To: Michael Schuerig <schuerig@acm.org>
Subject: Re: [Caml-list] OCaml popularity

On Thu, Mar 13, 2003 at 02:34:16AM +0100, Michael Schuerig wrote:
> On Thursday 13 March 2003 00:53, Oliver Bandel wrote:
> 
> [misadventure with Tk]
> > But: I found out that this terrible OO-stuff is - again -
> > a horror!
> 
> Are you sure the problem was with the OO part? It's hard to assess this, 
[...]

OK, thanks for the links, I will browse them.

But nevertheless I'm looking for OCaml-like solutions.
And the Tk-stuff looks weird to me.


> > (I have seen mess in Tcl/Tk-programming as well as
> >  in OO-stuff for other applications (that was Java-stuff),
> >  at least if the objects were splitted into too small
> >  pieces (design-question; OO-gurus may tell you more abot this
> >  problem)).
> 
> No guru here, but someone who thinks it's a good idea to split things 
> into individual pieces that each do a single thing and can be tested 
> separately.

Yes, you even can write parsers in OO, and there are
Design Patterns for it.

But functional programming makes more sense to me here.

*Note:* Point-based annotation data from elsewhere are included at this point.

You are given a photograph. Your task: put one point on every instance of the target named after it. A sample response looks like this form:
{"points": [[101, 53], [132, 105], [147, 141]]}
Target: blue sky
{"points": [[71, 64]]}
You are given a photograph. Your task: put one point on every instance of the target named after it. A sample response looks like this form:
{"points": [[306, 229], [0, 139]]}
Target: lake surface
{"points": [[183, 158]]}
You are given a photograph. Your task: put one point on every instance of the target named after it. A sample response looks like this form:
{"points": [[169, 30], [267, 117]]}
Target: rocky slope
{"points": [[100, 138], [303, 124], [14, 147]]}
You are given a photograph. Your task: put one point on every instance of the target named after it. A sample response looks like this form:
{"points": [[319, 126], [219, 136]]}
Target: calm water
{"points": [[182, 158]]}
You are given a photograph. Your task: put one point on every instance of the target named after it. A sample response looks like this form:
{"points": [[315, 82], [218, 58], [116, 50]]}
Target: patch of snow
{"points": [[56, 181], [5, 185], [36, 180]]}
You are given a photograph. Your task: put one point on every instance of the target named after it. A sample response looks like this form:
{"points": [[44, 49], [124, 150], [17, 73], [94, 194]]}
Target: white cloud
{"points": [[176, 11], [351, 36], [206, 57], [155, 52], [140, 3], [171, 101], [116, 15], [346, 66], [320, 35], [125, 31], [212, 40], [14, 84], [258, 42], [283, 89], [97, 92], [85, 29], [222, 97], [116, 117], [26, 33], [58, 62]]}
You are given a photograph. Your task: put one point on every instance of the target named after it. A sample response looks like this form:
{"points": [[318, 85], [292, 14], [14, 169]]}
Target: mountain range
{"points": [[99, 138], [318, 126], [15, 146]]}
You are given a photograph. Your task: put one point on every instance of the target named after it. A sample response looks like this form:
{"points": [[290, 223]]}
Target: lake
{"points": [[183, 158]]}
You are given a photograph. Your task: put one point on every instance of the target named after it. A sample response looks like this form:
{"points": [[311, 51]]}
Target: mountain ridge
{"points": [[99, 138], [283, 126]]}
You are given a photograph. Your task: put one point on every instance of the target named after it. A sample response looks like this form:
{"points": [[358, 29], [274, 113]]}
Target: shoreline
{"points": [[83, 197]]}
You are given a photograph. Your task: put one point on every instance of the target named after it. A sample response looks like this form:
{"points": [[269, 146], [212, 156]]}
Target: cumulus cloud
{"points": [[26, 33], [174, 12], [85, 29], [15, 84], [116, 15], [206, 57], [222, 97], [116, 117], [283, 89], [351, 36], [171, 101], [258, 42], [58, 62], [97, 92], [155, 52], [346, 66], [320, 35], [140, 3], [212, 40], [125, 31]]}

Well, in GUIs there OO does makes sense.
But using a more functional approach might help here too.


> 
> 
> > If there would be a more FP-like approach to GUI-programming
> > - and that is what you have mentioned above with "what OCaml
> > can contribute to GUI-programming" - then this would help
> > a lot.
> 
> [GUI ideas snipped]
> 
> You're mostly dealing with the (comparatively) easy part: visual 
> appearance. The hard part is setting things in motion: Reacting to user 
> inputs and actions.
> Displaying data consistently (even after changes 
> done in another place).

I added this too.

There are functions which are bind to each
appearence of a GUI-object.

Look at the <function_call arg>
stuff.

When I can't express how it has to look like
to match my needs, then the reason is, that even
well-experienced FP/OOP/IP-people have there no
functional solution.

If I had one, I would not ask for it while explaining,
what I'm looking for. If I would know how to solve it,
I had written a solution or a paper about such a project.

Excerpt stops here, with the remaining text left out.